To do that New Zealand needs to maintain or lift the quality of its offerings, Tourism NZ chief executive George Hickton said.
Hickton announced on Tuesday that from 2007, all companies wanting to be included in Tourism NZ's overseas marketing efforts would require quality accreditation.
At the moment Tourism NZ's joint venture with the Automobile Association - Qualmark - is the only game in town.
"We do not believe we can continue to take with us people... who don't have some degree of assurance about the style, the quality and the safety of their business," he said.
The Qualmark announcement shouldn't have been too much of a surprise to industry participants.
It was part of the Tourism Strategy 2010 document released four years ago which set out a plan for New Zealand to maintain and further its status as a premium destination.
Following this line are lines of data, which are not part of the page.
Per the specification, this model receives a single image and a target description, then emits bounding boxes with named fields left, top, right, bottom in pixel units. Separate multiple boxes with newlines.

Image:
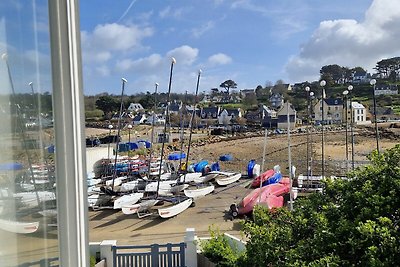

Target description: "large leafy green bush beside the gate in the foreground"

left=206, top=145, right=400, bottom=266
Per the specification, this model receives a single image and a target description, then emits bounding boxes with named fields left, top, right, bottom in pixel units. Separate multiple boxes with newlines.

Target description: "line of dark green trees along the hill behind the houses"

left=85, top=57, right=400, bottom=121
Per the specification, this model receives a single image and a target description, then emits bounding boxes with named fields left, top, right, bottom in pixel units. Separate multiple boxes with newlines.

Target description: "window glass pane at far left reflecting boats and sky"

left=0, top=0, right=58, bottom=266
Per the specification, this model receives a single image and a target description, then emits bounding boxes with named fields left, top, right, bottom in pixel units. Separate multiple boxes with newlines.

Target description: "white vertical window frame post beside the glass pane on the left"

left=48, top=0, right=89, bottom=267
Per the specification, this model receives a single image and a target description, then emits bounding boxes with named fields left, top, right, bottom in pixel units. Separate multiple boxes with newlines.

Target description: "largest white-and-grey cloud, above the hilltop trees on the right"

left=285, top=0, right=400, bottom=82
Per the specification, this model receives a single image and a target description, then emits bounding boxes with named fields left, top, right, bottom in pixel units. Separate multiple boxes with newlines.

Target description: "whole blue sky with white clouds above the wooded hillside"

left=0, top=0, right=400, bottom=95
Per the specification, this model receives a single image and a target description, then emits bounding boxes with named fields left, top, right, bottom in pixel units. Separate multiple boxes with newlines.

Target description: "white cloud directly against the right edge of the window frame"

left=81, top=23, right=154, bottom=62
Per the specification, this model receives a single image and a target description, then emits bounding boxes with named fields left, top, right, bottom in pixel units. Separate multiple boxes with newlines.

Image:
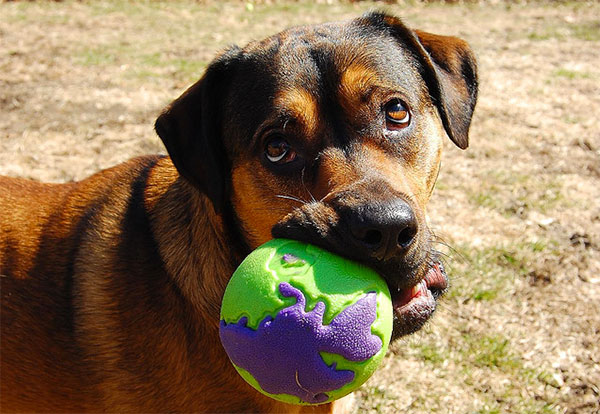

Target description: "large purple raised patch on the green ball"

left=220, top=283, right=382, bottom=404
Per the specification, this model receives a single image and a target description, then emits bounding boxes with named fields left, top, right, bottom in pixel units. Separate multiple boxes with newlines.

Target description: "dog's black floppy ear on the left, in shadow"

left=154, top=47, right=240, bottom=211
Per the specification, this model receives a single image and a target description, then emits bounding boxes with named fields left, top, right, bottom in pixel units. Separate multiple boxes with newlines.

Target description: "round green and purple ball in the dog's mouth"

left=220, top=239, right=393, bottom=404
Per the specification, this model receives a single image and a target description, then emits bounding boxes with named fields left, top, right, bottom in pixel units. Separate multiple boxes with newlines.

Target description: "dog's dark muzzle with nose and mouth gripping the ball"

left=272, top=197, right=448, bottom=338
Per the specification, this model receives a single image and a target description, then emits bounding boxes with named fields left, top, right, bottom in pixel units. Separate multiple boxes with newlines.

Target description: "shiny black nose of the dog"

left=347, top=198, right=418, bottom=260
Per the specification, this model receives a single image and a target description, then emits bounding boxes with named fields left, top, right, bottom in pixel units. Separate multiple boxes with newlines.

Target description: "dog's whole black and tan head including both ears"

left=157, top=14, right=477, bottom=336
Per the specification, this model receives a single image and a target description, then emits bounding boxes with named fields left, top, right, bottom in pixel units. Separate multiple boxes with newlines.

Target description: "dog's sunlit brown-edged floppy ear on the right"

left=366, top=13, right=477, bottom=149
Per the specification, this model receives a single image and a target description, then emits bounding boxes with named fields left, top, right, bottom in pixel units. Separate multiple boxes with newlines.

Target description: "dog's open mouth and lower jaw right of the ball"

left=388, top=262, right=448, bottom=340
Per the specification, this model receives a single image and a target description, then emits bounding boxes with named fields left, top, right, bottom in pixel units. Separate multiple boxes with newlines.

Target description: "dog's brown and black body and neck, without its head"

left=0, top=157, right=340, bottom=412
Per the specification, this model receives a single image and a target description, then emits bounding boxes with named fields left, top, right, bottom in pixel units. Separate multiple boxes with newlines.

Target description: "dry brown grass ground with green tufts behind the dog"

left=0, top=0, right=600, bottom=414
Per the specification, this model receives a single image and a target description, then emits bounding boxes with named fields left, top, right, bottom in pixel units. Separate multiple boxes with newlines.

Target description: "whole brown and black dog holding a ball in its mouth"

left=0, top=13, right=477, bottom=412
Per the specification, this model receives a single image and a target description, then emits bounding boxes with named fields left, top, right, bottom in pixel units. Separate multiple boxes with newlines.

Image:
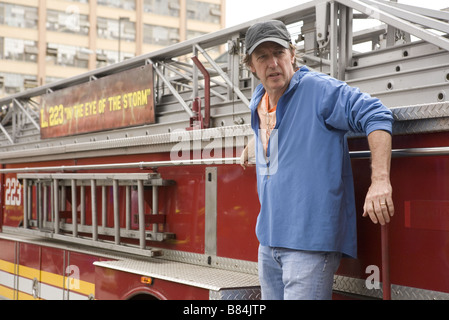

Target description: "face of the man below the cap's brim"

left=250, top=42, right=295, bottom=94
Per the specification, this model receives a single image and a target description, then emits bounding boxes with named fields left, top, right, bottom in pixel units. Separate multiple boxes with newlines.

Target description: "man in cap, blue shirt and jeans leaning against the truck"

left=241, top=21, right=394, bottom=299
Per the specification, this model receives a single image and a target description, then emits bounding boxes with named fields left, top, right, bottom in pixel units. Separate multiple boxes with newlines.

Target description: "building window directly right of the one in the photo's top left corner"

left=47, top=6, right=89, bottom=35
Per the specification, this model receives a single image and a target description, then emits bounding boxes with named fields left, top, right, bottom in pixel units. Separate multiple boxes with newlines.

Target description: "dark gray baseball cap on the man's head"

left=245, top=20, right=291, bottom=54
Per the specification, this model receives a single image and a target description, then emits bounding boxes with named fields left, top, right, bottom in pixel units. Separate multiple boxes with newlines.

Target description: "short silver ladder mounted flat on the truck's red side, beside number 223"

left=14, top=173, right=175, bottom=256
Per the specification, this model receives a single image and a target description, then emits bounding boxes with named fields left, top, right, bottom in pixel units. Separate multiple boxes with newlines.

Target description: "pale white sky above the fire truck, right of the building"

left=226, top=0, right=449, bottom=27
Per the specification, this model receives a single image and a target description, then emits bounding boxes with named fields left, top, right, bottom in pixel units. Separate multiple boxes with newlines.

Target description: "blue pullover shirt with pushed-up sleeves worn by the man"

left=250, top=67, right=393, bottom=257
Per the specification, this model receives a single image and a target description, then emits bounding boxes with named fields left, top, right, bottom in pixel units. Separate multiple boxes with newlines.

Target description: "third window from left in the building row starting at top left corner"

left=97, top=17, right=136, bottom=41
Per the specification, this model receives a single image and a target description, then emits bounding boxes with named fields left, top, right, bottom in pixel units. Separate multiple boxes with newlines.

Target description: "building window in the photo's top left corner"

left=0, top=3, right=38, bottom=29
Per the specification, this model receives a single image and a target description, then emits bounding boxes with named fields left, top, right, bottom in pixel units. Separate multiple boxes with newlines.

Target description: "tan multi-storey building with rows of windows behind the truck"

left=0, top=0, right=226, bottom=96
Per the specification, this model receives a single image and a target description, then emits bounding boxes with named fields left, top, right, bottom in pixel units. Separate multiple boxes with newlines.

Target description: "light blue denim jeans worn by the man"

left=258, top=245, right=341, bottom=300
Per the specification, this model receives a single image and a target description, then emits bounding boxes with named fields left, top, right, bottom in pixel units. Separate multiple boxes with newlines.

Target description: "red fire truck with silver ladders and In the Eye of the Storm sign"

left=0, top=0, right=449, bottom=300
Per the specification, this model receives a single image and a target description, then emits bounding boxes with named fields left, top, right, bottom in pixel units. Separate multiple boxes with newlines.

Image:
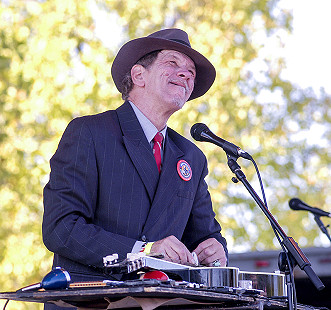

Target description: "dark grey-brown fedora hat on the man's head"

left=111, top=28, right=216, bottom=100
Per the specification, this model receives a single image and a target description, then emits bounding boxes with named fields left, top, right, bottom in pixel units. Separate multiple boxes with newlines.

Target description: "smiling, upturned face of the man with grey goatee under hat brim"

left=145, top=50, right=196, bottom=113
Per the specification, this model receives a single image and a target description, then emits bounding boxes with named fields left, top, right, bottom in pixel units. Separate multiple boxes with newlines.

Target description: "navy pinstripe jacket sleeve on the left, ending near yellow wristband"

left=42, top=118, right=136, bottom=267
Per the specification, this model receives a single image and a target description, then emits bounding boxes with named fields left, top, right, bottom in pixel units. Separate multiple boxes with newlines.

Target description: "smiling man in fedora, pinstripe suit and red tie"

left=43, top=29, right=227, bottom=308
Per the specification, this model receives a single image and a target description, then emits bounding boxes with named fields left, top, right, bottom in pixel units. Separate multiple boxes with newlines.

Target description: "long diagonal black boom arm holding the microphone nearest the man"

left=227, top=154, right=325, bottom=291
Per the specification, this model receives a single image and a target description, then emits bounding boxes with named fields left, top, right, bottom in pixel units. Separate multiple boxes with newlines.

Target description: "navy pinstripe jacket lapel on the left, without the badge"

left=116, top=102, right=159, bottom=201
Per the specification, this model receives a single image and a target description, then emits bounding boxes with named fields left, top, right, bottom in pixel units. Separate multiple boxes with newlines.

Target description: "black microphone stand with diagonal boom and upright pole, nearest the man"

left=226, top=153, right=325, bottom=309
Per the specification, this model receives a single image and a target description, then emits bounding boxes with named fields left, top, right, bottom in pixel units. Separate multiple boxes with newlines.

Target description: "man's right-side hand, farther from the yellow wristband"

left=194, top=238, right=226, bottom=267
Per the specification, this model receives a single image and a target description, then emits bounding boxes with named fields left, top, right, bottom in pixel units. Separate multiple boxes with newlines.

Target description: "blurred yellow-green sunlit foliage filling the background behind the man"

left=0, top=0, right=331, bottom=309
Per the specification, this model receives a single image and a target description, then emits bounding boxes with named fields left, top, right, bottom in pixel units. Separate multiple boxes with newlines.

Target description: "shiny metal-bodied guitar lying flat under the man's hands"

left=103, top=253, right=286, bottom=297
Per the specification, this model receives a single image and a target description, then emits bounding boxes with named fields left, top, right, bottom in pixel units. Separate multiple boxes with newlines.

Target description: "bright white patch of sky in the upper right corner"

left=280, top=0, right=331, bottom=94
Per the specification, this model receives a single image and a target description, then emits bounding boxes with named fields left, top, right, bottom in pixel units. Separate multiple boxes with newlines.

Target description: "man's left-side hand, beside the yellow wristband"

left=151, top=236, right=195, bottom=265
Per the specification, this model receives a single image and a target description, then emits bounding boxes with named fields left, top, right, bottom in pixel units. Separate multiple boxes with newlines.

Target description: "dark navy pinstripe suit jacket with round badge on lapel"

left=42, top=102, right=226, bottom=275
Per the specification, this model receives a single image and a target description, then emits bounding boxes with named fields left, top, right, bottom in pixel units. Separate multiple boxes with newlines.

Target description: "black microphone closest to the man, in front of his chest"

left=191, top=123, right=252, bottom=160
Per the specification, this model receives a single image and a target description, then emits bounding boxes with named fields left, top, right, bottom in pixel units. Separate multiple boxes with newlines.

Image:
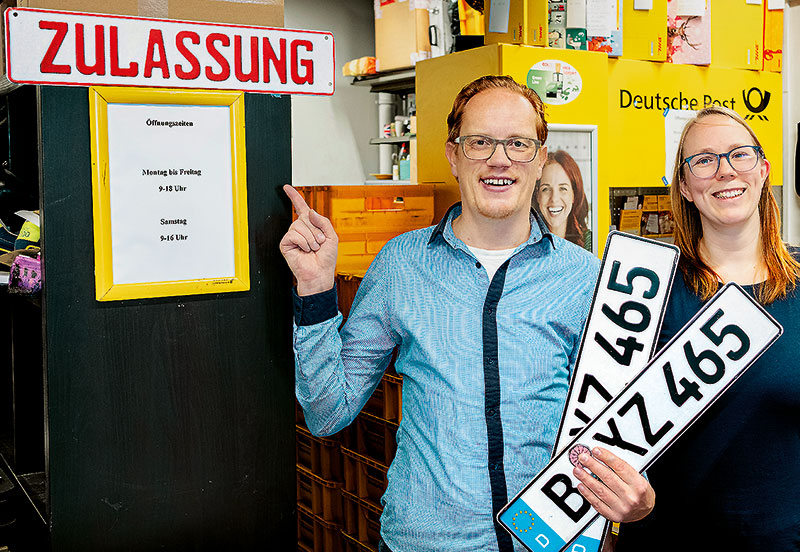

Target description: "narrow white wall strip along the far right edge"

left=783, top=0, right=800, bottom=244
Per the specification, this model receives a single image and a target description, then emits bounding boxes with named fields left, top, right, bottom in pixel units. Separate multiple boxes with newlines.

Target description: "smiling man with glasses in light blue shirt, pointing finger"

left=281, top=76, right=654, bottom=552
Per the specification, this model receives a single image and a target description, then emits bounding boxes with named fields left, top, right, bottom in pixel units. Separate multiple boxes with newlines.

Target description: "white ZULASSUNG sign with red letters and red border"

left=5, top=8, right=335, bottom=95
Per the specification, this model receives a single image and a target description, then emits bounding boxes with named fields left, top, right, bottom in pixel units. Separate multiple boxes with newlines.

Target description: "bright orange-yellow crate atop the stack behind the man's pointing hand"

left=297, top=185, right=433, bottom=275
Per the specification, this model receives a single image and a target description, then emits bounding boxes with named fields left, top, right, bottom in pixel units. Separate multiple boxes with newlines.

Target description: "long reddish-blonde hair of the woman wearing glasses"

left=671, top=106, right=800, bottom=304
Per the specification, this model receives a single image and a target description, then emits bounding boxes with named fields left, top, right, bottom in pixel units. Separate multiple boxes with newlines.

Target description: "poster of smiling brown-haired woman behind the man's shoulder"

left=533, top=124, right=597, bottom=253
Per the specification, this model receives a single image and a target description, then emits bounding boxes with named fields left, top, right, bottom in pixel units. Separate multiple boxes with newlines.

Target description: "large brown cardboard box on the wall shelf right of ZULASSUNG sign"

left=375, top=0, right=431, bottom=72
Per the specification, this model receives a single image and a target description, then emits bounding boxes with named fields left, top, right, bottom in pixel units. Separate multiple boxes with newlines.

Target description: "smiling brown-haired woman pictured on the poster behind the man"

left=533, top=150, right=592, bottom=251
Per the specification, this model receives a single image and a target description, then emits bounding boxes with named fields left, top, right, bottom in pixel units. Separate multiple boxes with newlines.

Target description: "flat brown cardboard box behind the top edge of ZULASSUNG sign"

left=17, top=0, right=283, bottom=27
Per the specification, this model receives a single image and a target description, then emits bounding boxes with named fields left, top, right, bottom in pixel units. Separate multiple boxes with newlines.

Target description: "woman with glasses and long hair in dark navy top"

left=617, top=107, right=800, bottom=552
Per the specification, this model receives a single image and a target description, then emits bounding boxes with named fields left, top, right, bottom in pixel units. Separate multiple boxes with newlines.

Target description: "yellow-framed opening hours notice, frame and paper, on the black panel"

left=89, top=87, right=250, bottom=301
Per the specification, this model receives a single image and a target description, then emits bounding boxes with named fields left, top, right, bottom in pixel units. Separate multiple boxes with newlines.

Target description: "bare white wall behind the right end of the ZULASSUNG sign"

left=284, top=0, right=378, bottom=186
Qualmark will cost operators from "a few hundred dollars", to about $5000 for an annual license fee depending on their size by staff or turnover.
It was an industry service rather than a revenue gathering exercise, said Luhrs, who headed up Qualmark before taking over at Tianz.
Tianz and Tourism NZ hope Qualmark will swat away their concerns about industry standards, but they may have a tougher time lobbying for more Government funding for promotion and conservation.
There is next to nothing they can do about the currency.
"The point we want to make to our members is that even though there are challenges, this isn't anything to panic about," Luhrs said.
"But we're always keen to make sure that we don't get complacent, and so what we're saying to people is `hey there's some interesting things happening out there and we need to factor those in when we do our business plans'."